Lighting and Exposure
Lighting is a very important element when taking pictures. Exposure is the measuring and balancing of light. More light within the setting will cause a photograph to be too bright and look overexposed. The less light a setting has, the darker the photograph will appear causing it to look underexposed. To obtain good results, it’s important to understand proper lighting and how it affects photography.
Let’s take a look at natural light. Natural light is inconsistent and varies depending on the time of day. For instance, if you’re taking a picture midday, it takes on more of a blue hue vs. taking a picture in the morning or early evening. This would produce a photograph with more red hues and softer contrast. It’s important to keep this in mind.
Direct light can cause great contrast and many shadows or cause the photography to be too bright. When the sun is directly in front of a subject, this can also cause squinting. This is best used for scenery photographs when the setting features a strong colour. In most cases, side light is preferable and also works well for strongly detailed landscapes. Having light behind a subject is wonderful for emphasizing shapes and creating silhouettes.
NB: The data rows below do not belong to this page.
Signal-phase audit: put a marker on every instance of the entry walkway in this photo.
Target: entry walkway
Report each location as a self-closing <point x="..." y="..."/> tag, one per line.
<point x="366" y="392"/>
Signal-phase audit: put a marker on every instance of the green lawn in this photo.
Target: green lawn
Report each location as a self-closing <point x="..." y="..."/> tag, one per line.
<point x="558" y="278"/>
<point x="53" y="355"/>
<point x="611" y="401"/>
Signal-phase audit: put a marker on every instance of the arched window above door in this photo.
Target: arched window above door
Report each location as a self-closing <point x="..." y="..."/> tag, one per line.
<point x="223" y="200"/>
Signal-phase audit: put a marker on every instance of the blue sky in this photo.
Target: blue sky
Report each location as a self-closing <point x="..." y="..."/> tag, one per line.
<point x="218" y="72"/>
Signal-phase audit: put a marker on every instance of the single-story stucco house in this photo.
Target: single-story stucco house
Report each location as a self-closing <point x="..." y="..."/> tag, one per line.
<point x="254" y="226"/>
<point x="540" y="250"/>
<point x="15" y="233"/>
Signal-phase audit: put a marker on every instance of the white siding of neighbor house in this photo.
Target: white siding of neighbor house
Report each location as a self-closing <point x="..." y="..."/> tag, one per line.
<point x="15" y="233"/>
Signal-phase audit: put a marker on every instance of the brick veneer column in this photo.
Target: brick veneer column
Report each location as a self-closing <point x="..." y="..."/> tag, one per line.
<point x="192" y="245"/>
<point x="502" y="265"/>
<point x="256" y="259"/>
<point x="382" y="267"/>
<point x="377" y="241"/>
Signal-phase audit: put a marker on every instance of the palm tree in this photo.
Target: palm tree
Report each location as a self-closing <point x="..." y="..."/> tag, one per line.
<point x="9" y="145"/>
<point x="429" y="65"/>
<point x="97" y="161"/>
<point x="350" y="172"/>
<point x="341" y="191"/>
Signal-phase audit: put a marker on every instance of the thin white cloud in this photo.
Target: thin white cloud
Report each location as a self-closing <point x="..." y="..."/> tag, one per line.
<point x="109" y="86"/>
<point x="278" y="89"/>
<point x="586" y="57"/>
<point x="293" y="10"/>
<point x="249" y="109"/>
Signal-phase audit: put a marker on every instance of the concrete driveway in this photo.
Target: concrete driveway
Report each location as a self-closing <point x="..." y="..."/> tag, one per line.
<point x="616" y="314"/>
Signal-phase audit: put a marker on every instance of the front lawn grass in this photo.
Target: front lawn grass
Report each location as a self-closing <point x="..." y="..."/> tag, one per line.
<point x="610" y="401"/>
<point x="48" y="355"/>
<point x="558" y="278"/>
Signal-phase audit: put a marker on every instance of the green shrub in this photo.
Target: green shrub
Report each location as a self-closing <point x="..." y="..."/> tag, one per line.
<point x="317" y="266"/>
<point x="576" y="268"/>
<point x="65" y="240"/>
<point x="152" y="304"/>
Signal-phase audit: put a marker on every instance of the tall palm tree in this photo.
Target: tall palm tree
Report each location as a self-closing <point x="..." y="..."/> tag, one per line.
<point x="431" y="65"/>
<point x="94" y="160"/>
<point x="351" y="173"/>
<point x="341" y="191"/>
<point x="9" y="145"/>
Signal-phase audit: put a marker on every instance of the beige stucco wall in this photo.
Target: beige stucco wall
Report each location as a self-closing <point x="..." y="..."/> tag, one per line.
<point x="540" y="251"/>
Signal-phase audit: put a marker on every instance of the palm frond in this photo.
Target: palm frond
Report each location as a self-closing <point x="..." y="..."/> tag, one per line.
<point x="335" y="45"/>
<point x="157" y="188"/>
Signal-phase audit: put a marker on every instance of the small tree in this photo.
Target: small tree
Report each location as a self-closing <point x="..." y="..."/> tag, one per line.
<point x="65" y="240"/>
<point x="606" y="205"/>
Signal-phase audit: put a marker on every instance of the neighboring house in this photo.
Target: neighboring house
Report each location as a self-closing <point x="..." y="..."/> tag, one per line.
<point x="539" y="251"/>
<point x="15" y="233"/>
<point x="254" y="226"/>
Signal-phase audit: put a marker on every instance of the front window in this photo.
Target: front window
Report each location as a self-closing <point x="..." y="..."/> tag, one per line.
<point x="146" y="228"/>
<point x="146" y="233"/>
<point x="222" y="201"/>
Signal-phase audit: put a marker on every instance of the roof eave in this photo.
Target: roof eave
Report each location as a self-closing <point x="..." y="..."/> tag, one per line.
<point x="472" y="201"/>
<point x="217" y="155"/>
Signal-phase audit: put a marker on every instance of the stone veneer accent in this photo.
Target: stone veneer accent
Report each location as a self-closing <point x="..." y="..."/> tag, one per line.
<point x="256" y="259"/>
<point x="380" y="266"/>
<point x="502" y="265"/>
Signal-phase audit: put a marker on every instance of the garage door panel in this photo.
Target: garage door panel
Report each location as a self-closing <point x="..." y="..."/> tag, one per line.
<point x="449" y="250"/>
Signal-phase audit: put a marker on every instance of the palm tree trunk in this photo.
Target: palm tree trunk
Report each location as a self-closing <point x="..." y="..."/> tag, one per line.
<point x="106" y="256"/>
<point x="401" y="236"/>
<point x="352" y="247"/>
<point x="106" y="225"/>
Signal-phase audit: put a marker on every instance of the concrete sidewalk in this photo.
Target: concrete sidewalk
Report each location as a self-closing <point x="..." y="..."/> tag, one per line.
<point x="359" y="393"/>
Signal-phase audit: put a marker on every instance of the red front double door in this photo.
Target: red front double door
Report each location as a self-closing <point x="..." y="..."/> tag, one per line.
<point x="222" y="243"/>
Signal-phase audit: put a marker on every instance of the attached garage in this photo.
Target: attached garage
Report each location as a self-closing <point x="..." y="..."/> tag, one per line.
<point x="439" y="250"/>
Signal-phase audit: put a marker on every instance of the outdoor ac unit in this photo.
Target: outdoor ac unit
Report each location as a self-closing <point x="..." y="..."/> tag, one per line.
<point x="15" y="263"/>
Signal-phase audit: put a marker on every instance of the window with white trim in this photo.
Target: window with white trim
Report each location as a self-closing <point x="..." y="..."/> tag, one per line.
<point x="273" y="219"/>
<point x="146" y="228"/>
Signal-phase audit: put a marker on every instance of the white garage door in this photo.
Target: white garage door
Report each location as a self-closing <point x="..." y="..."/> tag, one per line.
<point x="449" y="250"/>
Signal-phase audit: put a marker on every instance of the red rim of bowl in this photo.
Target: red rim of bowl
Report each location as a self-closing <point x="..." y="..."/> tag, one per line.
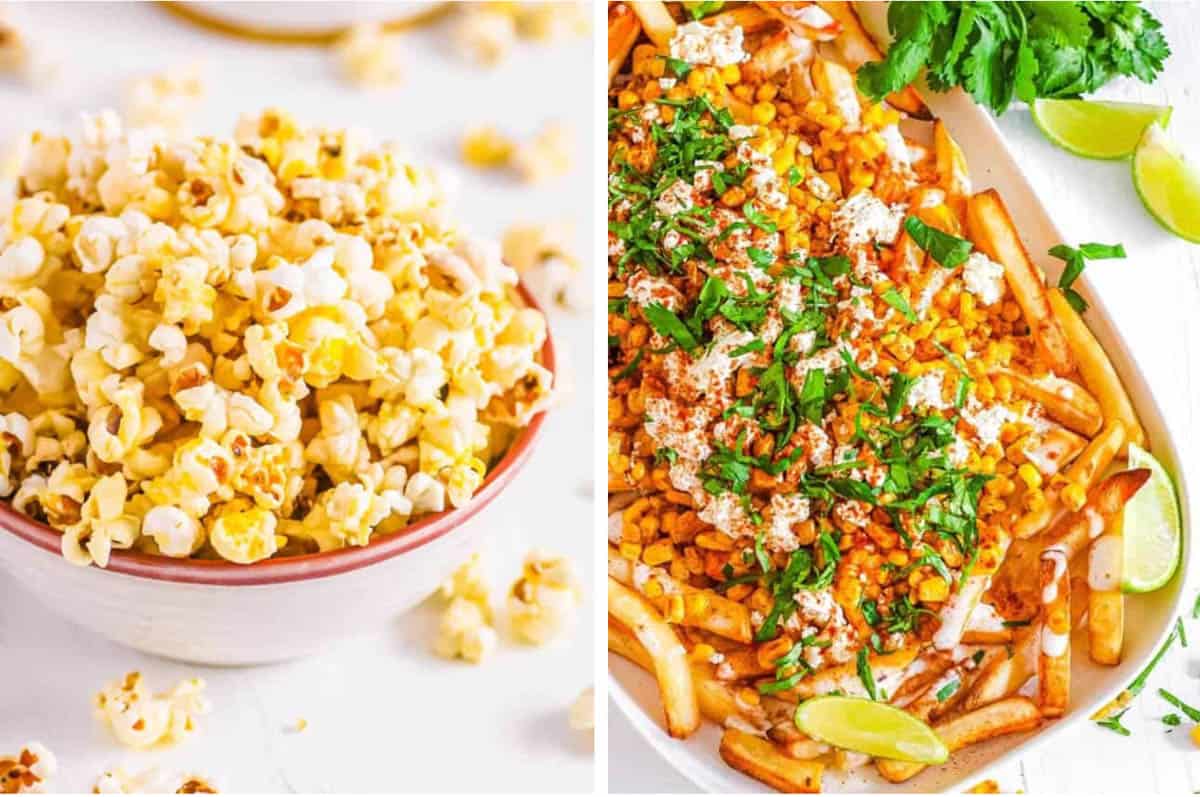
<point x="309" y="565"/>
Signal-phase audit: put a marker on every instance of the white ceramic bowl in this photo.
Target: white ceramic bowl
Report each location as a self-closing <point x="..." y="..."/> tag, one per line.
<point x="226" y="613"/>
<point x="1149" y="617"/>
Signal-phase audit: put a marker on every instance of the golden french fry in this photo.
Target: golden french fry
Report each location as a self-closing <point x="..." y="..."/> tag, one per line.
<point x="623" y="31"/>
<point x="993" y="231"/>
<point x="1105" y="603"/>
<point x="749" y="18"/>
<point x="1011" y="715"/>
<point x="1065" y="401"/>
<point x="856" y="48"/>
<point x="888" y="669"/>
<point x="1097" y="370"/>
<point x="1054" y="646"/>
<point x="623" y="642"/>
<point x="952" y="168"/>
<point x="1074" y="531"/>
<point x="1084" y="471"/>
<point x="765" y="762"/>
<point x="1056" y="449"/>
<point x="670" y="658"/>
<point x="719" y="615"/>
<point x="657" y="21"/>
<point x="1006" y="675"/>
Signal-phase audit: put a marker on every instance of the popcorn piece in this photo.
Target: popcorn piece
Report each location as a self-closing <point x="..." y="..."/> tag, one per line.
<point x="28" y="772"/>
<point x="582" y="713"/>
<point x="367" y="57"/>
<point x="469" y="582"/>
<point x="486" y="148"/>
<point x="168" y="100"/>
<point x="546" y="156"/>
<point x="172" y="304"/>
<point x="463" y="633"/>
<point x="541" y="603"/>
<point x="139" y="719"/>
<point x="485" y="34"/>
<point x="153" y="781"/>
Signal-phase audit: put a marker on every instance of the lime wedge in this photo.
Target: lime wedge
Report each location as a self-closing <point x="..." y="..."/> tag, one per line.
<point x="867" y="726"/>
<point x="1151" y="527"/>
<point x="1168" y="184"/>
<point x="1101" y="130"/>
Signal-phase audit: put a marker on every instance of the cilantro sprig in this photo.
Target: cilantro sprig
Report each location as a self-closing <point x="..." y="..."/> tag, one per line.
<point x="1000" y="51"/>
<point x="1077" y="261"/>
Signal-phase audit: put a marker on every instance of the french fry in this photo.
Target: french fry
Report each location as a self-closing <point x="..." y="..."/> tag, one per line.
<point x="1054" y="651"/>
<point x="623" y="642"/>
<point x="1074" y="531"/>
<point x="749" y="18"/>
<point x="1084" y="471"/>
<point x="888" y="669"/>
<point x="670" y="658"/>
<point x="793" y="24"/>
<point x="623" y="31"/>
<point x="1011" y="715"/>
<point x="1063" y="400"/>
<point x="1006" y="675"/>
<point x="761" y="760"/>
<point x="719" y="615"/>
<point x="993" y="231"/>
<point x="657" y="21"/>
<point x="1097" y="370"/>
<point x="1105" y="604"/>
<point x="856" y="48"/>
<point x="952" y="168"/>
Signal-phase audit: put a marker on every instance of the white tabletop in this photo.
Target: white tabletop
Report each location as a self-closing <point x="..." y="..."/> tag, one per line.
<point x="1155" y="298"/>
<point x="383" y="713"/>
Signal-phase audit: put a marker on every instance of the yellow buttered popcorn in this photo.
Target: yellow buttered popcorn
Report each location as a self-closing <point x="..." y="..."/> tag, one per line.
<point x="141" y="719"/>
<point x="543" y="601"/>
<point x="250" y="346"/>
<point x="28" y="772"/>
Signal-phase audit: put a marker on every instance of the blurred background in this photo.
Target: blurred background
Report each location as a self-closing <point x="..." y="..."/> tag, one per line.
<point x="513" y="82"/>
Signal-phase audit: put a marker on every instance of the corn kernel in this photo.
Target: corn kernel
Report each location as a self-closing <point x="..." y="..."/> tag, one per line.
<point x="1030" y="475"/>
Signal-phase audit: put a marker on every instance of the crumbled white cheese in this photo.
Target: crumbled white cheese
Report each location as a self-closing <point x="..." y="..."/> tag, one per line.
<point x="678" y="426"/>
<point x="643" y="289"/>
<point x="863" y="220"/>
<point x="726" y="514"/>
<point x="785" y="513"/>
<point x="927" y="391"/>
<point x="675" y="199"/>
<point x="708" y="45"/>
<point x="984" y="277"/>
<point x="988" y="421"/>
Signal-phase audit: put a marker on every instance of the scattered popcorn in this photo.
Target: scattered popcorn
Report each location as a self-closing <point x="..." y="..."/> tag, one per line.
<point x="247" y="347"/>
<point x="169" y="100"/>
<point x="367" y="55"/>
<point x="543" y="601"/>
<point x="540" y="253"/>
<point x="549" y="155"/>
<point x="485" y="34"/>
<point x="486" y="148"/>
<point x="463" y="633"/>
<point x="27" y="772"/>
<point x="153" y="781"/>
<point x="141" y="720"/>
<point x="582" y="715"/>
<point x="469" y="582"/>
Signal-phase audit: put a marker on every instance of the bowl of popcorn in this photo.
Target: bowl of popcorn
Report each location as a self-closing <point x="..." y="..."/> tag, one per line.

When using artificial light such as incandescent light, this often causes a yellow tinge. Florescent light on the other hand produces greenish tinges in colour. White Balance is used to help adjust the colour in different lighting situations.
When taking photographs, you should also be aware of highly reflective surfaces, such as mirrors or glass, behind your subject as they can cause a reflection back into the camera’s lens causing a glare on your image. In this case, it’s best to angle the flash so that the glare reflects away from the camera or to have these objects at the side of the subject.
In digital cameras, you can adjust the white balance in order to control colour tints depending on the shooting situation. Adjusting the white balance varies depending on the camera. Many digital cameras have both automatic and semi-automatic modes to make adjustments. The “auto” is used when you want the camera to automatically adjust to the lighting. Sometimes the automatic feature can be fooled if the scene is dominated by one colour or if it’s absent of any natural white. When using the automatic feature, it is helpful to focus in on an area that is white before taking the actual shot.
The semi-automatic modes offer specialized light settings that can be used to improve the quality of your pictures. For example, use “daylight” for taking outdoor pictures on a bright and sunny day or use “cloudy” when taking outdoor pictures on a cloudy day. Using a flash outdoors can also help balance light on the subject and the background. There are many different settings, depending on your camera. It is important to review your camera’s manual.